Mercator School of Management

Dean Prof. Dr. Peter Anker
Dean Prof. Dr. Peter Anker

The Mercator School of Management (MSM) has 19 professors and just under 65 research assistants, making it a medium-sized faculty by national standards, and its focus as a business school is on business administration. The MSM meets its regional and social responsibility by contributing to economic development with an extensive range of educational offerings tailored to its target groups and with research on academic and social issues.

The MSM has established a clear profile in both content and organisation by creating four departments which correspond to areas of research and professional fields.

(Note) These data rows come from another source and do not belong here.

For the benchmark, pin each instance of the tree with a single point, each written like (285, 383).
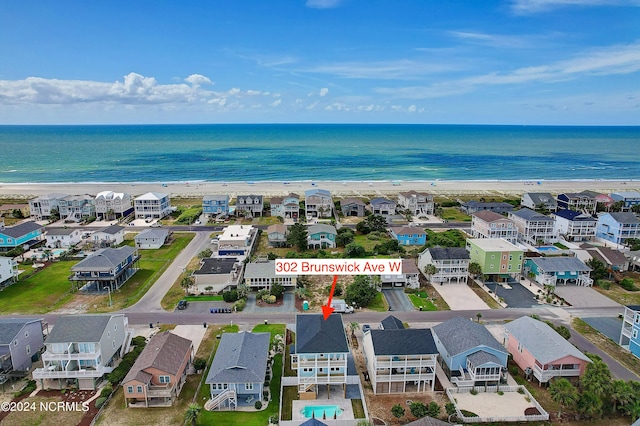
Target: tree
(397, 411)
(361, 291)
(563, 393)
(192, 413)
(298, 236)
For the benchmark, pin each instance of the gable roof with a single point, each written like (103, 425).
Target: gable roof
(79, 328)
(410, 341)
(459, 335)
(315, 335)
(165, 351)
(543, 342)
(240, 358)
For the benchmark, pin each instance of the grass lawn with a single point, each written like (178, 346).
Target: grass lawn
(42, 292)
(152, 264)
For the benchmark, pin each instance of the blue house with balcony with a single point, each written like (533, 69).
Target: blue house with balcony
(214, 205)
(630, 334)
(14, 236)
(106, 269)
(618, 227)
(409, 236)
(470, 353)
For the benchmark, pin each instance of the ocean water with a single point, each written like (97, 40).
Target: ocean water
(298, 152)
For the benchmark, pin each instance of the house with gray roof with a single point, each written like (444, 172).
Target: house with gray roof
(401, 360)
(262, 275)
(107, 268)
(471, 356)
(558, 270)
(238, 371)
(452, 264)
(319, 355)
(80, 349)
(539, 350)
(20, 340)
(159, 373)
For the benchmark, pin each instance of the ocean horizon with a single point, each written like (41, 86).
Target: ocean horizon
(315, 152)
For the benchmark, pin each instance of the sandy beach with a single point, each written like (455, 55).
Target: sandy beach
(337, 188)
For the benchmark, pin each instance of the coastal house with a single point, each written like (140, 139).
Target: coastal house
(160, 372)
(152, 205)
(81, 349)
(496, 257)
(558, 270)
(629, 199)
(239, 370)
(21, 340)
(218, 274)
(215, 205)
(262, 275)
(409, 235)
(618, 227)
(111, 205)
(74, 208)
(630, 332)
(352, 207)
(62, 237)
(470, 355)
(106, 269)
(533, 228)
(400, 360)
(540, 350)
(473, 206)
(382, 206)
(419, 204)
(319, 355)
(286, 207)
(8, 271)
(277, 235)
(318, 203)
(583, 202)
(574, 226)
(410, 276)
(452, 264)
(237, 241)
(539, 201)
(321, 236)
(152, 238)
(489, 224)
(249, 205)
(25, 233)
(46, 206)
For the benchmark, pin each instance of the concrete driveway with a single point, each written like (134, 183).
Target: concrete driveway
(397, 300)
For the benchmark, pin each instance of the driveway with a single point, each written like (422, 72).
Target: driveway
(460, 297)
(397, 300)
(584, 297)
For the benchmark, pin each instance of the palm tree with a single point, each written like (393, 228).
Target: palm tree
(564, 393)
(192, 413)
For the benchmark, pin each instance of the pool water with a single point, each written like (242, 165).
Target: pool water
(321, 411)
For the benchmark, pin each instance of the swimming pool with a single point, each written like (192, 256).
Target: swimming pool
(321, 411)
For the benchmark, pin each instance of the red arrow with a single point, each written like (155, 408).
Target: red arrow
(327, 309)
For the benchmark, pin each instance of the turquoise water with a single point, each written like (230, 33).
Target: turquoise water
(321, 411)
(295, 152)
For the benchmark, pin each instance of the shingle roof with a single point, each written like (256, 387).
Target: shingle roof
(240, 358)
(105, 259)
(459, 335)
(315, 335)
(79, 328)
(544, 343)
(165, 351)
(410, 341)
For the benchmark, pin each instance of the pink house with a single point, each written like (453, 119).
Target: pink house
(539, 350)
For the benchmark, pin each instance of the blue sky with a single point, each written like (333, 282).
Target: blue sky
(334, 61)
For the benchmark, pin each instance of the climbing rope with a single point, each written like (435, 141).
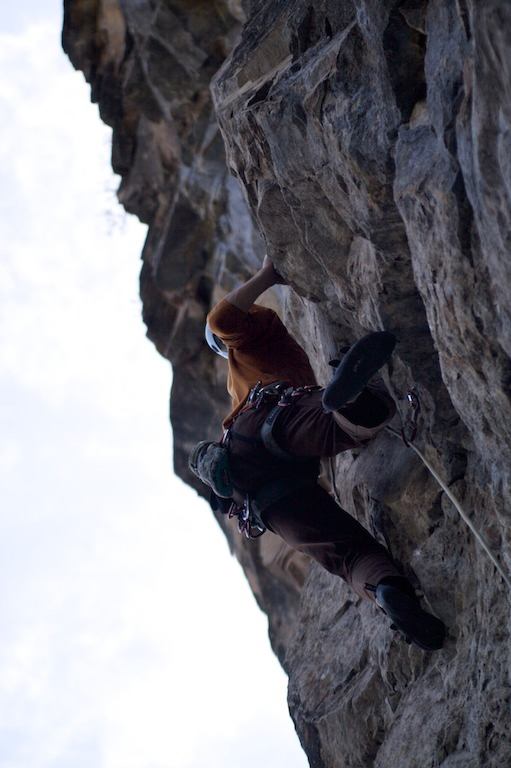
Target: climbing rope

They are Accounting and ­Finance, Technology and Operations Management, and Management and Marketing in business administration, with economics and regional studies expertise now combined in the Managerial Economics department. The MSM has also set up an advisory board of leading representatives from regional and national business to support it in teaching, research and administration.

The MSM sees applied work as its primary commitment – accompanied by basic research. The departments all have their own particular concentrations within this framework. The advances made by the MSM in basic research over the past few years have been considerable, however, which is reflected in the significant rise in its international publications in A+/A journals, increased participation in prestigious international conferences, greater international and institutional research networking, and acquisition of external funding from the DFG.

The continued importance of the applied nature of its research projects is apparent above all from diverse and long-standing cooperation between the MSM and partners from business and politics. The number of EU and BMBF projects, contract research in the private sector, and regular organisation of conferences and workshops are clear indicators of its success in this particular respect.

Another area of central importance to all the departments is the transfer of applied research results into practice and scientific findings into teaching. The MSM remains committed to the unity of research and teaching. The element binding all four departments is their interdiscip­linary cooperation with the other faculties at our University, in the course of which special ties have been established with Computer Science, Mathematics, Humanities, and Engineering.